Having vowed to quit the US after being the victim of what he believed was a racially motivated arrest by police officers, African American Obadele Kambon relocated to Ghana in 2008 - and has never looked back.
Dr Kambon has now built a successful life in the place that was once at the heart of the slave trade, and enjoys the freedom which, he says, was denied to him in the US, his birthplace.
He says he no longer looks over his shoulder, worrying that police will pull him over or, worse still, kill his son. This was the fate that befell 12-year-old Tamir Rice who was shot dead in a park in Cleveland, Ohio, in 2014 while playing with a pellet gun that police said they thought was real.
'Wrongly arrested'
The young boy's death sparked protests in Cleveland, and became a focal point for the Black Lives Matter movement.

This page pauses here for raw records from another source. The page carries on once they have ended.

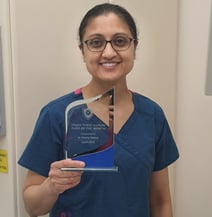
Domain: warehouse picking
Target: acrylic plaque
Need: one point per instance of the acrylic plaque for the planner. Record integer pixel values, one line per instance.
(89, 132)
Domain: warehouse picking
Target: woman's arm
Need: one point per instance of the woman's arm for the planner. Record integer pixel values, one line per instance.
(160, 199)
(40, 193)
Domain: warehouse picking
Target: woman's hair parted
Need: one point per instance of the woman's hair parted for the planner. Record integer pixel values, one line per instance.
(107, 8)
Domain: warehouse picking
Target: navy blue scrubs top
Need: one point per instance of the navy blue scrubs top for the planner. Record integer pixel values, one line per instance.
(143, 145)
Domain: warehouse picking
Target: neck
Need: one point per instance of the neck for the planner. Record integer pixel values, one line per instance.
(122, 93)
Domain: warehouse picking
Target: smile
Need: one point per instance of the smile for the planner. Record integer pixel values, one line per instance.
(109, 65)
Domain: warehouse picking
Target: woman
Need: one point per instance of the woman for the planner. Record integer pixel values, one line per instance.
(144, 146)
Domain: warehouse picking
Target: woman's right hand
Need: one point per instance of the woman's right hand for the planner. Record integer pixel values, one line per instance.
(60, 181)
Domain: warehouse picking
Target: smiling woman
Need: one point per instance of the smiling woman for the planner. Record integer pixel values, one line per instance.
(144, 146)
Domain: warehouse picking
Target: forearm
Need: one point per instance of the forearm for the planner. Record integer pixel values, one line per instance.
(39, 199)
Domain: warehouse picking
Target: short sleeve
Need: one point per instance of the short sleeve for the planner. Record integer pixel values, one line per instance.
(166, 151)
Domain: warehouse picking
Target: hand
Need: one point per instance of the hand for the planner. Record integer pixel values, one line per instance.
(63, 180)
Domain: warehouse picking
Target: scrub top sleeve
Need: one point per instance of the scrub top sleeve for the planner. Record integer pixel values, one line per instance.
(166, 151)
(45, 145)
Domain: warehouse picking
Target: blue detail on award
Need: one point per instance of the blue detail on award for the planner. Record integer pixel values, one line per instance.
(88, 137)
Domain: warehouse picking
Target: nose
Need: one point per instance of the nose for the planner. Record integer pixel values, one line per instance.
(109, 51)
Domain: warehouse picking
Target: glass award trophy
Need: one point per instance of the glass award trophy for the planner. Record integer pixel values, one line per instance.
(89, 135)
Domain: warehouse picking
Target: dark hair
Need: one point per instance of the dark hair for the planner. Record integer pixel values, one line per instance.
(106, 8)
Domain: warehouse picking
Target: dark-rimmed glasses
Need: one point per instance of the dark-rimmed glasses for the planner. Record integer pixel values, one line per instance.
(118, 43)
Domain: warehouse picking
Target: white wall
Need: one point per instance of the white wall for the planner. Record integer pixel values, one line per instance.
(8, 180)
(47, 63)
(194, 113)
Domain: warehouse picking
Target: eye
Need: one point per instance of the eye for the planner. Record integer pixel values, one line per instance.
(95, 43)
(120, 41)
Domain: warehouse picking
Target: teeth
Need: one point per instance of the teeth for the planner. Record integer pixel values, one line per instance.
(108, 64)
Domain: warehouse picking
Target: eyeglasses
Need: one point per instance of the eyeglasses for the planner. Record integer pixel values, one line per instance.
(118, 43)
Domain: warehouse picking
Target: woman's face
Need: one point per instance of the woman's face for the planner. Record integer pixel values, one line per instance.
(108, 65)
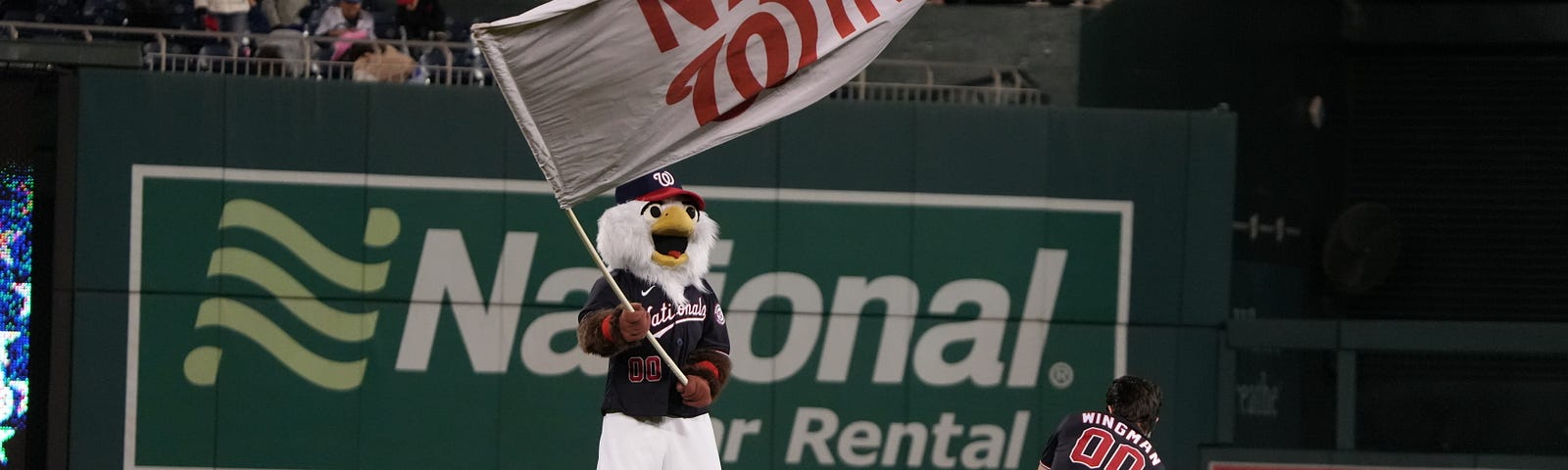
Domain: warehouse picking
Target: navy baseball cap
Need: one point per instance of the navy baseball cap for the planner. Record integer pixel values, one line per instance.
(655, 187)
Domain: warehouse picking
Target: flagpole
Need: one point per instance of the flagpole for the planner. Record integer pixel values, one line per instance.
(621, 295)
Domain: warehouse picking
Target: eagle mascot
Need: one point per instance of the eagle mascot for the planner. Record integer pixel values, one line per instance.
(658, 240)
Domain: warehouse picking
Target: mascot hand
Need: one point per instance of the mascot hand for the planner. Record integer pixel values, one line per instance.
(695, 392)
(634, 325)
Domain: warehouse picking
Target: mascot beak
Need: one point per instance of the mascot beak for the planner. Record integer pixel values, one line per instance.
(674, 221)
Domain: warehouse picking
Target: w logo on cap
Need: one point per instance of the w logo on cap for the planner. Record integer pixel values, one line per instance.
(663, 177)
(655, 187)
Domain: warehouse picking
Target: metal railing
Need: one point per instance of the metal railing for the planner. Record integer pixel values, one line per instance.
(297, 55)
(972, 83)
(292, 54)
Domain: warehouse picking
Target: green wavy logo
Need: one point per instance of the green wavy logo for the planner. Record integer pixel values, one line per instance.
(381, 229)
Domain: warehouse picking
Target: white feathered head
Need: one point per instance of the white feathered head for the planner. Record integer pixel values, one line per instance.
(659, 232)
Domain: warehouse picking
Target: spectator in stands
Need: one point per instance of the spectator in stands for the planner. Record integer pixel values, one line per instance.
(422, 20)
(231, 15)
(282, 13)
(347, 21)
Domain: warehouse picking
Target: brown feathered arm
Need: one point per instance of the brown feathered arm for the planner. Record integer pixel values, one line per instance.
(710, 365)
(600, 334)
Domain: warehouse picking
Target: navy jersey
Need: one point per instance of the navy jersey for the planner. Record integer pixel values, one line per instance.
(639, 383)
(1095, 441)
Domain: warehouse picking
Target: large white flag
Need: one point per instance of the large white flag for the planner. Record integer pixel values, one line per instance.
(611, 90)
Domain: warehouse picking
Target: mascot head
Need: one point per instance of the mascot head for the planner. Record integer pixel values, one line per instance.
(659, 232)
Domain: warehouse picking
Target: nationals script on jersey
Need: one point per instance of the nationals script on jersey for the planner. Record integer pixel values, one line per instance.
(639, 383)
(1095, 441)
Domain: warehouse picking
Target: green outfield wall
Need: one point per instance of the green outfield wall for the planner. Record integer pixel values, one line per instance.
(313, 274)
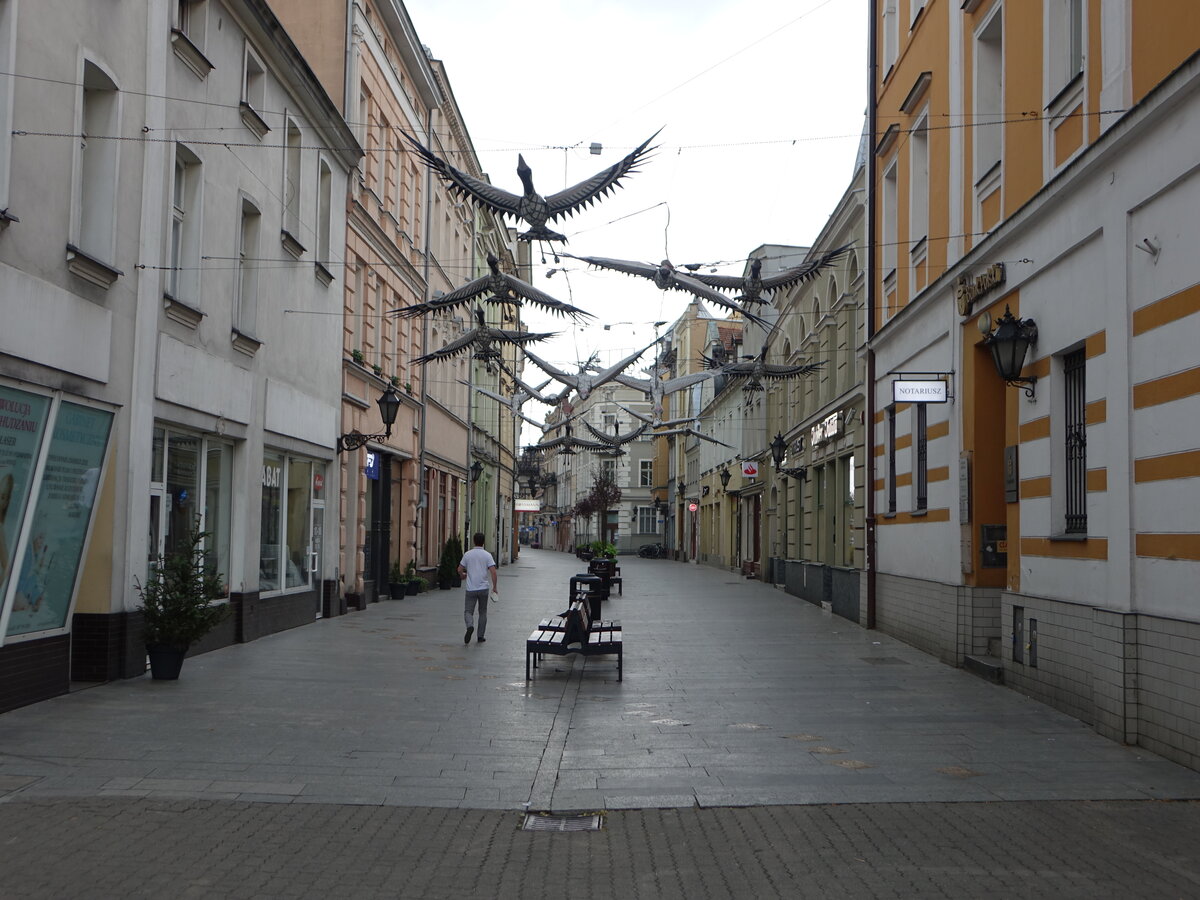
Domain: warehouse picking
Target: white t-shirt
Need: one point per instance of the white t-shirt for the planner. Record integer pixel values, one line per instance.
(477, 562)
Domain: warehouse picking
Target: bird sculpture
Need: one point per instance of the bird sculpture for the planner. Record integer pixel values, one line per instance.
(585, 382)
(531, 207)
(667, 277)
(496, 287)
(484, 340)
(612, 444)
(751, 287)
(756, 369)
(690, 423)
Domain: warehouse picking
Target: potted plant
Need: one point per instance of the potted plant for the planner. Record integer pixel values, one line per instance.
(178, 606)
(448, 565)
(396, 587)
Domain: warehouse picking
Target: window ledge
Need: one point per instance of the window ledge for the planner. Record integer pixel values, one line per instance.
(291, 244)
(252, 120)
(183, 313)
(244, 342)
(88, 268)
(190, 54)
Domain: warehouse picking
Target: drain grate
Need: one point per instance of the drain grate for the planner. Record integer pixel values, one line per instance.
(546, 822)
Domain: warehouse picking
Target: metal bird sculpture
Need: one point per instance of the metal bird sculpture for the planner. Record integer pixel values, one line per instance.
(751, 287)
(583, 382)
(531, 207)
(691, 423)
(484, 340)
(615, 442)
(667, 277)
(496, 287)
(756, 369)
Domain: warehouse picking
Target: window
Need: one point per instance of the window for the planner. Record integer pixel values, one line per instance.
(989, 95)
(324, 211)
(191, 484)
(1075, 445)
(292, 180)
(292, 522)
(183, 280)
(892, 459)
(99, 159)
(246, 289)
(921, 478)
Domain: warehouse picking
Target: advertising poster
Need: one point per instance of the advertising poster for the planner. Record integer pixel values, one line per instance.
(63, 513)
(22, 424)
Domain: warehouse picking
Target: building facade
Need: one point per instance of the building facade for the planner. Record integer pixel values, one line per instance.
(1038, 531)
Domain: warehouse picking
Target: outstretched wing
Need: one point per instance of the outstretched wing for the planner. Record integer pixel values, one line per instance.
(809, 270)
(459, 297)
(466, 185)
(573, 199)
(528, 292)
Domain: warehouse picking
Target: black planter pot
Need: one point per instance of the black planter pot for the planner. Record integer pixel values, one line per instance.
(166, 660)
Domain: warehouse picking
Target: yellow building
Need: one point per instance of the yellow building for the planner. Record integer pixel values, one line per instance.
(1032, 178)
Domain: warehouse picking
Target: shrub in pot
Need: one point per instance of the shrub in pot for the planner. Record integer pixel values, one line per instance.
(178, 605)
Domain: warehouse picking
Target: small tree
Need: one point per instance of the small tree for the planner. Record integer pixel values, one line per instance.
(177, 599)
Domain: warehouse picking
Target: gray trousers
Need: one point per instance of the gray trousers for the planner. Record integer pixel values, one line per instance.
(477, 597)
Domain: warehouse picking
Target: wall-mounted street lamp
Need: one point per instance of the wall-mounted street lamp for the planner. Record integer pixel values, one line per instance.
(1008, 345)
(778, 451)
(389, 407)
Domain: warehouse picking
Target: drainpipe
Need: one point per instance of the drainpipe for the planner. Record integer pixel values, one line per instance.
(423, 497)
(871, 299)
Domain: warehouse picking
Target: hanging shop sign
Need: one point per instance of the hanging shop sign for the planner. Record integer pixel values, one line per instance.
(967, 289)
(904, 391)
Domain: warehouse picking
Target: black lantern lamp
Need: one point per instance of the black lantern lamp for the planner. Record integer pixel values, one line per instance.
(389, 407)
(1008, 345)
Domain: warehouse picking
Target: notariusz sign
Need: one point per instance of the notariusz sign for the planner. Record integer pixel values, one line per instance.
(918, 391)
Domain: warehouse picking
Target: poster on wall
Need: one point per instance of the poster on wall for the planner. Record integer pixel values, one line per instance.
(22, 425)
(47, 575)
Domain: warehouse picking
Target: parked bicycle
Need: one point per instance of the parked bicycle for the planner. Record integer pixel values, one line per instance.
(652, 551)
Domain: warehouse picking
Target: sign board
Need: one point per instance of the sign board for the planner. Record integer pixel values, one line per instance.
(919, 391)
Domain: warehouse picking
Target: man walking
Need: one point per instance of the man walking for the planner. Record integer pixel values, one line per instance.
(478, 568)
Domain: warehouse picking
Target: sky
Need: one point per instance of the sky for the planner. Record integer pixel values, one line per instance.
(761, 105)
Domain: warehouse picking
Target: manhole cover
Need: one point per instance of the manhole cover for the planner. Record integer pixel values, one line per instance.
(545, 822)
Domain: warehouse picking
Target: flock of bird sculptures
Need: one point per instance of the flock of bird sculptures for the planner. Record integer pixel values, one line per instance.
(732, 293)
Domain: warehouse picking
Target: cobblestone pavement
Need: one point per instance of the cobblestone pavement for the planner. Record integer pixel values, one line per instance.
(757, 747)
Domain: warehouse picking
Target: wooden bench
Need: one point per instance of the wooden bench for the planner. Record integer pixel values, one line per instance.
(575, 631)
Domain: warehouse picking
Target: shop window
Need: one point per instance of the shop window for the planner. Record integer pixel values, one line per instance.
(292, 522)
(40, 589)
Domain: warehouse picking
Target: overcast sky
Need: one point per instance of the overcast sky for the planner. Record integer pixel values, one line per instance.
(761, 103)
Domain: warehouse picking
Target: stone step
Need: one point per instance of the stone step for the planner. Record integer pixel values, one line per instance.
(988, 667)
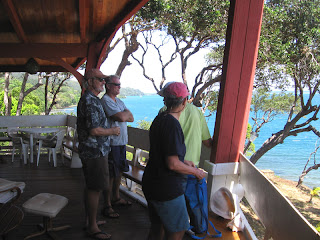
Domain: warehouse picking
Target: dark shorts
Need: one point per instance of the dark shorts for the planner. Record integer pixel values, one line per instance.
(117, 161)
(172, 214)
(96, 173)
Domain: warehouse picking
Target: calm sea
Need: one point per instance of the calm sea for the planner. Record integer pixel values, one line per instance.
(287, 160)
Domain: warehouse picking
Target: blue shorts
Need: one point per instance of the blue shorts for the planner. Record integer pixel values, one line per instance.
(172, 214)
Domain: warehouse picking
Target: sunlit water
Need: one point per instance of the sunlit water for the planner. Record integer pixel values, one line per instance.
(287, 160)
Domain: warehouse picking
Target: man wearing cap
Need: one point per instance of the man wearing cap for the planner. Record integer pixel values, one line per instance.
(93, 135)
(118, 115)
(195, 130)
(165, 170)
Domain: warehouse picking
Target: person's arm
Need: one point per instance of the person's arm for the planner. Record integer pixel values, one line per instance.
(125, 116)
(208, 142)
(176, 165)
(99, 131)
(189, 163)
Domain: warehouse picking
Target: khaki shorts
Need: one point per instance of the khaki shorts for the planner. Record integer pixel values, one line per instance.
(96, 173)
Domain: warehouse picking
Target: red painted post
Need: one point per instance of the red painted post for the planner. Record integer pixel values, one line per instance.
(243, 34)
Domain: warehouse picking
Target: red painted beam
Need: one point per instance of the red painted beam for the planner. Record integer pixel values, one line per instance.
(42, 50)
(83, 19)
(237, 80)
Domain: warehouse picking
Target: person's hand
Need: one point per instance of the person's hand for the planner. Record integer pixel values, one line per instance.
(115, 131)
(189, 163)
(199, 173)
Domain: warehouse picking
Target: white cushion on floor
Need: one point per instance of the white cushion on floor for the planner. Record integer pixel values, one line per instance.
(45, 204)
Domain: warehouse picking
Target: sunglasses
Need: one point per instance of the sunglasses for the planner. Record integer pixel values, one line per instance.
(100, 79)
(115, 84)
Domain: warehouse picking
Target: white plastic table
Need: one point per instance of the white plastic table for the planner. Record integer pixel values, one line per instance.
(37, 131)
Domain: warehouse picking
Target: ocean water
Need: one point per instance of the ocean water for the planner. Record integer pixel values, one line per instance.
(287, 160)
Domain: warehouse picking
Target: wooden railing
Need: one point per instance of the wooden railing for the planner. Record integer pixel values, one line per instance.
(277, 214)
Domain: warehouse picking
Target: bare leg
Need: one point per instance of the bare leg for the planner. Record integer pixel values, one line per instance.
(91, 204)
(107, 194)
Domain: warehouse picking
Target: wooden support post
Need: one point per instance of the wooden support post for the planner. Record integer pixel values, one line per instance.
(243, 33)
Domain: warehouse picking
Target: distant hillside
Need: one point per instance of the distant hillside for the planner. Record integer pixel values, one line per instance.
(130, 92)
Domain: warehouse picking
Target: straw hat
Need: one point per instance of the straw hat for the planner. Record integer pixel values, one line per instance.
(222, 203)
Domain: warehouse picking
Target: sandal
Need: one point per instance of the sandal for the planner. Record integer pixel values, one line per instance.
(121, 202)
(98, 235)
(108, 212)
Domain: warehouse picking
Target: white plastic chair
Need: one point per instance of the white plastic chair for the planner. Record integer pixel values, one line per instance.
(18, 142)
(52, 144)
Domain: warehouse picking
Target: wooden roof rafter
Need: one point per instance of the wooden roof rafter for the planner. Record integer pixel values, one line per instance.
(15, 20)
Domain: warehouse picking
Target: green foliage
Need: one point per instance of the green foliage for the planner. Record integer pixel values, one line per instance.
(188, 18)
(315, 192)
(144, 124)
(318, 227)
(130, 92)
(289, 43)
(212, 98)
(265, 103)
(33, 103)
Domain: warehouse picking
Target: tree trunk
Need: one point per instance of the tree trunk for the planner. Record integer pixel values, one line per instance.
(7, 97)
(22, 93)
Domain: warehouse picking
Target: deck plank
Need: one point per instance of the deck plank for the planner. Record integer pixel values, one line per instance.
(133, 223)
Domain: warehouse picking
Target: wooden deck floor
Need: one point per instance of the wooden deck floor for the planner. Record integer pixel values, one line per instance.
(133, 223)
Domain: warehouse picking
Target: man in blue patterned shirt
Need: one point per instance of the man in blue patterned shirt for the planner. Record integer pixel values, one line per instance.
(93, 135)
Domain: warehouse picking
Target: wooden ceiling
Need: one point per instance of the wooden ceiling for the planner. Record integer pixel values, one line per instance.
(57, 33)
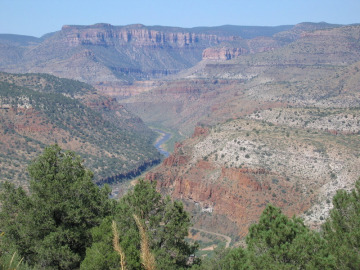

Dr Kambon says the turning point in his life came in 2007. He was arrested and put on trial in Chicago - where he lived - after being accused by police officers of having a loaded firearm under his car seat. In fact, he had an unloaded licensed gun, used earlier to secure a campsite, in his car boot.
Dr Kambon recalls that he was shocked by the charges and as he sat in the court, he vowed: "Never again will I allow myself to be in a jurisdiction where corrupt white police officers and a judge will take me away from my family, wife and kids just on a whim."